Monday, March 28, 2011

Charles Demuth Cool Colors Number Five Art Project

I've been buried in art classes and prep work and haven't had time to sit and blog a lesson lately. This is one I did two weeks ago at one of the schools I work at. I have been captivated by this print by Charles Demuth for a long time, because I love  the use of numbers and text in art. There are many lessons you could do based on this print-I came up with this one because I had just finished another project using black paper and cool colors and it turned out great. (It was a portrait of Medusa), so I thought why not the number 5?

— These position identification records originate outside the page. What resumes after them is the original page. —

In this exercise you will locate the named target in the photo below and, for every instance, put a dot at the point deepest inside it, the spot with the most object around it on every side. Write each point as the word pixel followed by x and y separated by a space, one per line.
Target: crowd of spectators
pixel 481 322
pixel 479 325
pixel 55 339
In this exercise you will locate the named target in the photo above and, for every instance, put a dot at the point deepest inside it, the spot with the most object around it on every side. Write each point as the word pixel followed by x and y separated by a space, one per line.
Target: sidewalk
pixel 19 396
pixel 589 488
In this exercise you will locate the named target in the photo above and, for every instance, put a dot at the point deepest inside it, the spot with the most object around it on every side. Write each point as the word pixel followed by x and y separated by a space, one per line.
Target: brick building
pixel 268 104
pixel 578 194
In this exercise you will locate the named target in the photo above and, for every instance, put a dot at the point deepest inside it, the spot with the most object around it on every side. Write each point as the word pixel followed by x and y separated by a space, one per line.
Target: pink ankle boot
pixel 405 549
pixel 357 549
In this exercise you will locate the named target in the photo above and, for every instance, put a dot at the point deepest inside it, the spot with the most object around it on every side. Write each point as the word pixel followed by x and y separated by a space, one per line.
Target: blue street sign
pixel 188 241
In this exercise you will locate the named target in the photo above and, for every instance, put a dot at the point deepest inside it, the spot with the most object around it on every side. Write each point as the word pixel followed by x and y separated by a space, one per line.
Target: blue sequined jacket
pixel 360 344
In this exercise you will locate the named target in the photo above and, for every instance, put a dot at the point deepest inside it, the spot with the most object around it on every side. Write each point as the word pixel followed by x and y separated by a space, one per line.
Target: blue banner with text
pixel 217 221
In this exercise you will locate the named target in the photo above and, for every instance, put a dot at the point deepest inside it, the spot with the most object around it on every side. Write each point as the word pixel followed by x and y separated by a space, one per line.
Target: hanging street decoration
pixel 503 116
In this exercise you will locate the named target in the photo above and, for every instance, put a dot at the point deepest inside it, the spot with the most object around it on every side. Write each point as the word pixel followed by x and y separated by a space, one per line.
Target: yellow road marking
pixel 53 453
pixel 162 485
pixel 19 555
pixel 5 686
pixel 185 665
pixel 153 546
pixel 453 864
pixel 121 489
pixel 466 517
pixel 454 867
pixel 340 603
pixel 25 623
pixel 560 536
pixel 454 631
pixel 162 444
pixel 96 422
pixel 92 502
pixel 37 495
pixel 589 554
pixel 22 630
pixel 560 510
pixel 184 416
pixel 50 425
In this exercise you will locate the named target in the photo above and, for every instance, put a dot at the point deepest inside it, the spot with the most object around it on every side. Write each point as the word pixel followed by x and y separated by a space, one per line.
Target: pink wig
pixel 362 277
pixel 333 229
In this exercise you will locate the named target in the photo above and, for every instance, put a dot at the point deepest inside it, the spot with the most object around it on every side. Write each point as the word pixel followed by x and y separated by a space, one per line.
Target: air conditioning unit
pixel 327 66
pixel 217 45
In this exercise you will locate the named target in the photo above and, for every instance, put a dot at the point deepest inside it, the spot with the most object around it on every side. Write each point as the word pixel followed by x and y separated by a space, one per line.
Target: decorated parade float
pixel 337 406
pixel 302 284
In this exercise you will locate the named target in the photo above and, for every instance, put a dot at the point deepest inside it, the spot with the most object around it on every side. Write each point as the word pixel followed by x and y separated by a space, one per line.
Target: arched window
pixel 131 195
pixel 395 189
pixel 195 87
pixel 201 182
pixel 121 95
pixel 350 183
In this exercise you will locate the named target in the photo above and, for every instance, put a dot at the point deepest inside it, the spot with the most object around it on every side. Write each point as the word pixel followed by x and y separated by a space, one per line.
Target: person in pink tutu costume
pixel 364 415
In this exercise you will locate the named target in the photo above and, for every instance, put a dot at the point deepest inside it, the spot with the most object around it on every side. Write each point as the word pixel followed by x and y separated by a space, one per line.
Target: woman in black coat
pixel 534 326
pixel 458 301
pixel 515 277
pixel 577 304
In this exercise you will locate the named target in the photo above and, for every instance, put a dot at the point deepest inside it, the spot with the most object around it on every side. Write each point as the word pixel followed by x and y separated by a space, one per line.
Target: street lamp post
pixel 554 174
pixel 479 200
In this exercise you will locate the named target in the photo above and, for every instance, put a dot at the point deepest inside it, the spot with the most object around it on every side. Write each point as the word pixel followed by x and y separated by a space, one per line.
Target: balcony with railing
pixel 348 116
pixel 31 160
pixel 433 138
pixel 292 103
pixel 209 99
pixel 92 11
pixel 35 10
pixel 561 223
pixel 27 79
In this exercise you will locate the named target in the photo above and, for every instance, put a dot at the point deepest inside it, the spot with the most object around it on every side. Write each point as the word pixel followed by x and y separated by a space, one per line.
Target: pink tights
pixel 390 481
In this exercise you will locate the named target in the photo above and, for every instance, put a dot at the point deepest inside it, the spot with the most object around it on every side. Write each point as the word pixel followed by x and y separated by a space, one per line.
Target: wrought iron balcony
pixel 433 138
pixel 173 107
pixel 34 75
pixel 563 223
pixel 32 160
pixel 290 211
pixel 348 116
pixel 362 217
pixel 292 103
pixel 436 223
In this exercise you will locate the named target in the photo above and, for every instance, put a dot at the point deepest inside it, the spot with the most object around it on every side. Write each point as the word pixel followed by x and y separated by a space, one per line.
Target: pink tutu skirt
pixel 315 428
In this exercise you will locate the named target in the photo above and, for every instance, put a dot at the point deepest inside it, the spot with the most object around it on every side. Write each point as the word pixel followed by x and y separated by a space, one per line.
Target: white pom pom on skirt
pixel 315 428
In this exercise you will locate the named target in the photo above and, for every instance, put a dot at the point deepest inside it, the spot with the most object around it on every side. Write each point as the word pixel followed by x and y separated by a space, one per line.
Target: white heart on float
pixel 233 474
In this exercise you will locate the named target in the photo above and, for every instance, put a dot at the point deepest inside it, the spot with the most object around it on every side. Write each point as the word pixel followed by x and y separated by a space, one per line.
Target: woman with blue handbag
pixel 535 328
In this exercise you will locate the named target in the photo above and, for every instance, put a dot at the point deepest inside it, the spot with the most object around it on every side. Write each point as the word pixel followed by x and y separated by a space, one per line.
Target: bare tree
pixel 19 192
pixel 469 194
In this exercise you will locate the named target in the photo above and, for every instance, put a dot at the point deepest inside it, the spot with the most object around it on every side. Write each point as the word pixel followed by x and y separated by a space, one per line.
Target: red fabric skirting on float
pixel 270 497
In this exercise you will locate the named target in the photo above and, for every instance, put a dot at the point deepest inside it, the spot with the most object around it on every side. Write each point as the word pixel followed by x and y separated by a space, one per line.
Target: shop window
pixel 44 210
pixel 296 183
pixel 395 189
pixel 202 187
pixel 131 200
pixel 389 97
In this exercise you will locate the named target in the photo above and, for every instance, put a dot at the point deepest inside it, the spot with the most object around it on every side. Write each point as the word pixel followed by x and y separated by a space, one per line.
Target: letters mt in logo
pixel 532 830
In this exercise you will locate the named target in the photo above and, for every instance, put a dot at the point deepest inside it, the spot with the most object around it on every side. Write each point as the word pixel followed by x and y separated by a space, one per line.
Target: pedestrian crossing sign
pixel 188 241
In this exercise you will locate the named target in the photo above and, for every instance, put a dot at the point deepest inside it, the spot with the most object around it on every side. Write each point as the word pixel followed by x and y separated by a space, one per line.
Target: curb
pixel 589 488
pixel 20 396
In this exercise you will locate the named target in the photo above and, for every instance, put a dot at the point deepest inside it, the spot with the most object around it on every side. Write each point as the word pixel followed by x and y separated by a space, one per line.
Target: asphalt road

The Figure 5 in Gold, 1928

Supplies:

1/2 of 22x28 black poster board
ruler
white colored pencil
acrylic paint in cool colors, plus white
cup (to trace for the circle shape)
brushes


I did this project with grades K-5. For the Kinders I drew the number 5 on the poster board before class using the white pencil. The kids used a plastic cup to trace on 5 circles anywhere they wanted, and a ruler to draw 5 lines. For the older kids I let them do their own number 5.  Prior to the start of class I had mixed up some blues and greens with white (to make them more opaque and bright on the black background). The kids used these colors to fill in all the spaces they had made on their posters, being careful not to put the same color next to itself. This was not as easy as it sounds. They were challenged as they got farther along in their painting. For the Kinders I used some black paint to outline to re-discover their shapes and their number 5. The older kids were able to paint neater and keep their sections defined. Below are some of the first and second grade pictures:







Here are some of the 3-5th graders projects:






Thursday, March 10, 2011

Charlie Russell Sunset Project

This is a project I have done many times over the last 8 years with many ages. The original idea came from the book "Discovering Great Artists" by MaryAnn F. Kohl and Kim Solga.(this is a slightly different version) This is one of my favorite books to use for ideas. I love the format and artist bios.

All kids love to learn about Western art. Charlie Russell is a favorite artist of mine to teach because he is from Montana,(where I live), and he was not only a great artist, but a great person. Sometimes when you teach art history based lessons, you have to skip over alot of the artist's life and problems, especially when you are teaching younger kids. Charlie Russell's life is a great story to tell and the kids enjoy learning about this talented and humble man.

Supplies

1/2 sheet of 12"x15" watercolor paper
watercolors
white colored pencil
animal templates
black construction paper
glue sticks


 We talk about sunsets and how the sky looks then I have the students mix up pools of yellow, orange, and red on their watercolor tray.  Using a wet in wet technique I have them wet their paper (which I have taped with masking tape to a piece of cardboard about 1/2" all around to make a frame and secure the paper). Then using the three separate colors I have them streak the colors in. While that is drying, the kids pick out what animals or tree, cactus etc. they want in their pictures. We talk about what a silhouette is and why the animals would appear black with the sunset behind them. Using the white pencil they trace around the templates onto the black construction paper ( I don't know where I got these originally, I might have made them from line images and traced them onto card stock). I have elk, deer, two sizes of bears, wolves, coyotes,bison,mountain goats, trees and cactus. After they have cut out the animals,( for very small kids I do the cutting), then they determine what size hill to put them on and cut that out of the black construction paper as well, being careful to fit it on the bottom of the watercolor paper. When the sky is dry I have them glue the animals and hill onto their papers.



I often do this in a two part lesson, where we make a clay snake and paint the sunset in the first lesson and then do the silhouette, and paint the clay snake in the second session. It is a fun way to teach about Charlie Russell as he liked to paint, and do sculptures.